Former Sidney fire fighter uses CPR to save man’s life

Central Saanich man recovering at home after heart attack March 15 in Sidney restaurant.

George Myren, left, shakes the hand of Ken White, the man who used CPR March 15 to save Myren's life when he had a heart attack at a Sidney restaurant. Myren's wife Rolande Garside looks on.

George Myren, left, shakes the hand of Ken White, the man who used CPR March 15 to save Myren's life when he had a heart attack at a Sidney restaurant. Myren's wife Rolande Garside looks on.



George Myer is alive today, thanks to well-trained paramedics and fire fighters and one man who didn’t hesitate to jump to his aid.

On March 15, the 92-year-old Central Saanich man and his wife Rolande ‘Lolly’ Garside, were at Boondocks Restaurant in Sidney for lunch with another couple. They had just sat down at around 11:45 a.m. and a server had told them the specials when Garside heard her friend ask George, or Tyke as he is known, if he was all right.

“He’d turned a different colour,” she said, “and began to make strange noises, and out of nowhere comes this gentleman. He pushed chairs out of the way and immediately got Tyke to the ground and began CPR.

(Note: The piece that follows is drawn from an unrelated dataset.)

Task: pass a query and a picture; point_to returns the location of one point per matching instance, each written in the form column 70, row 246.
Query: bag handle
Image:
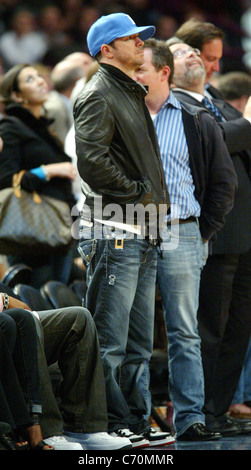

“He actually saved my husband’s life.”

Garside said 9-1-1 was called and fire fighters and paramedics arrived, but she was not sure how soon they did, for she was focused on her husband.

The man who came to George’s rescue was Ken White, a life member of the Sidney Volunteer Fire Department who served from 1996 to 2006. He said his first clue that the man near him was in distress was his laboured breathing.

“His friend was talking to him and he wasn’t responding normally. I immediately went over there and we helped lower him to the floor and I immediately began CPR.”

White said he’s known CPR for a long time, having been trained while as a fire fighter in Sidney. He said all of its members are first responders and receive a high level of training to be able to help people in emergency situations.

“You never forget CPR. It’s something everyone should have,” White said, noting people in cardiac arrest need help within four to six minutes before the lack of oxygen leads to serious harm or death.

“Things happen quickly,” he continued. “It’s a matter of minutes in order to save someone’s life.”

White knows this first-hand, having been an active first responder in Sidney as well as performing CPR in his full-time job with Air Canada. It was more than a decade go, White said, when a passenger about to board a morning flight to Toronto from the Victoria airport, collapsed. He, too, was having a cardiac arrest. White gave him CPR until paramedics arrived and the man survived. White said, however, that his actions play one of many roles provided by well-trained first responders.

“We are really lucky to have these highly-trained professionals here in Sidney.”

Tyke and Lolly would agree.

“We were unbelievably lucky that (White) was there,” Garside said.

The pair had never been in Boondocks before and she wondered what might have happened if they’d chosen to go somewhere else.

George was taken to the Royal Jubilee Hospital in Victoria, where he underwent surgery to put in a pacemaker. He came home on Sunday, March 19 and Garside said he is resting and recovering.

George had had a heart attack and surgery around 17 years ago, Garside added, noting that the doctor who performed that operation all those years ago, was the one at the hospital on the weekend who put in her husband’s pacemaker.

“Everything happened so strangely, like it was meant to be,” she said.